# Excel 2010 .xlsx files won't open



## Elf51 (May 14, 2012)

I bought a new laptop (uses Windows 7) and a copy of the MS Office 2010 - Home and Student version. I've brought some Excel spreadsheets home from work - I use 2010 there too - and they have an .xslx label. I cannot open these in my home Excel. Is there something simple I can do (I am a fairly simple soul when it comes to these things!) to be able to open these files? I keep getting the error message which tells me the file format or file extension is not valid.

Grateful for any suggestions! Thanks


----------



## Dwarflord (Dec 13, 2007)

Hi,
Can you open Excel for me then:

Click FILE> HELP
and tell me the version.

Thanks


----------



## Elf51 (May 14, 2012)

14.0.6112.5000 (32-bit)


----------



## Dwarflord (Dec 13, 2007)

Thanks 

Click > FILE>Open and browse
to one of the files in question
and tell me what happens when you try to open it.

EDIT> show me the exact name of the file and it's extension.

Paste it.


----------



## Elf51 (May 14, 2012)

I just get the error message "Excel cannot open the file ***.xlsx because the file format or file extension is not valid. Verify that the file has not been corrupted and that the file extension matches the format of the file."


----------



## Dwarflord (Dec 13, 2007)

Did you transfer them on a usb drive?
Are there any other Excel files on your computer
that were not brought from this drive.

They sound corrupted.


----------



## Dwarflord (Dec 13, 2007)

Here is a test file .xlsx
see if you can open this.

Microsoft Search Server 2008 SDK Samples - Release: Sampleformslist.xlsx Sample File


----------



## AlbertMC2 (Jul 15, 2010)

Hi

This might be a stupid question but lots of my clients do it:
Are you sure you copied the actual Excel file and not just a shortcut to the file?

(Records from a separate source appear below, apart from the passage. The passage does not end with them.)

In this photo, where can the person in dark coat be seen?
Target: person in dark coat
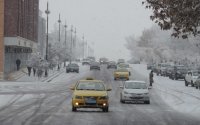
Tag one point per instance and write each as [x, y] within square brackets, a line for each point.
[29, 70]
[151, 77]
[18, 62]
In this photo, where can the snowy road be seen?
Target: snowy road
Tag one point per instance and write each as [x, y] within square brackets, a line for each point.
[50, 103]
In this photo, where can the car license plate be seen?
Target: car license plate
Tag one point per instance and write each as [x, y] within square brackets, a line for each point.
[90, 100]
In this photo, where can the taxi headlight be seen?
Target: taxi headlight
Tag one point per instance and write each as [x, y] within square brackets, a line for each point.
[103, 97]
[78, 97]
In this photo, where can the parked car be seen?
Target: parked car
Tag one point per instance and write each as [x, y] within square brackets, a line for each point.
[95, 65]
[86, 62]
[112, 64]
[161, 69]
[90, 93]
[124, 66]
[134, 91]
[191, 77]
[103, 60]
[122, 74]
[178, 72]
[73, 67]
[120, 61]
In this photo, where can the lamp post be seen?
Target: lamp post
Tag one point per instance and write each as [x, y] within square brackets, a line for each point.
[71, 44]
[59, 21]
[47, 37]
[59, 45]
[65, 40]
[83, 47]
[74, 44]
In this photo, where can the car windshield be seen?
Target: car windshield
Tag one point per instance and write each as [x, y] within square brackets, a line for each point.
[97, 86]
[196, 73]
[135, 85]
[73, 65]
[123, 65]
[121, 70]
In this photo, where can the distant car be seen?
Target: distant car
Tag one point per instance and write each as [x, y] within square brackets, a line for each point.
[73, 67]
[191, 77]
[95, 65]
[120, 61]
[103, 61]
[90, 93]
[178, 72]
[134, 91]
[86, 62]
[112, 65]
[124, 66]
[122, 74]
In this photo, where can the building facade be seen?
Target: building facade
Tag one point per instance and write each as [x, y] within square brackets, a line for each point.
[41, 35]
[18, 32]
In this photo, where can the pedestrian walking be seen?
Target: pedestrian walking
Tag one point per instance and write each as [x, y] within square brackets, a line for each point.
[34, 71]
[29, 70]
[18, 63]
[151, 78]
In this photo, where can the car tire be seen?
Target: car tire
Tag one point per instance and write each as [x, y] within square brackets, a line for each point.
[105, 109]
[186, 84]
[147, 102]
[74, 109]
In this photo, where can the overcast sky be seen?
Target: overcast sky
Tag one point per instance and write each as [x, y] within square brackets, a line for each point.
[105, 23]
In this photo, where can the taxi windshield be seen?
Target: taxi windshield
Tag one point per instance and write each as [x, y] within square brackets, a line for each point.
[135, 85]
[97, 86]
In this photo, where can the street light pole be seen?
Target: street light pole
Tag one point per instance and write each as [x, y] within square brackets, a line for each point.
[65, 41]
[59, 45]
[74, 44]
[47, 37]
[59, 21]
[71, 44]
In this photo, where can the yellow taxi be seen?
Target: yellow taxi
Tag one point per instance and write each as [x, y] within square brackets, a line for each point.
[90, 93]
[122, 74]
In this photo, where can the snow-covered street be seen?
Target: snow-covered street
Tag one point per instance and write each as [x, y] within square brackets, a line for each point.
[49, 103]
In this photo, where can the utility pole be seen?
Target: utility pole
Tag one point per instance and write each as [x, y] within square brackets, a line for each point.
[59, 21]
[83, 47]
[71, 44]
[47, 37]
[59, 44]
[65, 41]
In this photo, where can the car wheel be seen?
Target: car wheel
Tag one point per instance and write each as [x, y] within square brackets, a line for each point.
[147, 102]
[74, 109]
[105, 109]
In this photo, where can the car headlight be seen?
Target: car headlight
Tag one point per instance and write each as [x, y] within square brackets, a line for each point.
[78, 97]
[103, 97]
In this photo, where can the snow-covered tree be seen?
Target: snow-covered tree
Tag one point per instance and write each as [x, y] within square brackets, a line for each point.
[183, 16]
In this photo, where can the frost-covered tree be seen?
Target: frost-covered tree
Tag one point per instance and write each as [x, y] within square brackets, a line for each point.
[183, 16]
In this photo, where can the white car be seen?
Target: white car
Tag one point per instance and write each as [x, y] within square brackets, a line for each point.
[134, 91]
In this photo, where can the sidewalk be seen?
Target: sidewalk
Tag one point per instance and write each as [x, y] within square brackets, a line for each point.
[22, 75]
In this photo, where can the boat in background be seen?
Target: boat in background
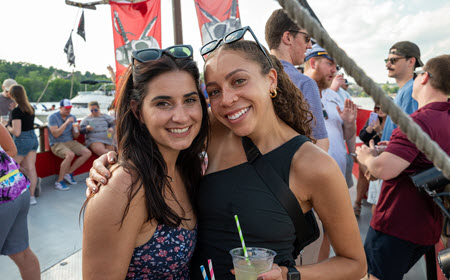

If you right click on your Excel file -> Properties -> General tab
What does it say under "Type of File" ?


----------



## Elf51 (May 14, 2012)

It's an Excel worksheet, not the shortcut.


----------



## Elf51 (May 14, 2012)

Yes, I could open that - and yes, the files were put onto a USB drive. Also - yes, I can open other excel files. So it looks like the files are corrupted. I'll evidently have to try another way?

And thank you for all your help!


----------



## Dwarflord (Dec 13, 2007)

If you are happy that we have helped you, you may want to mark the thread as solved

Thank you


----------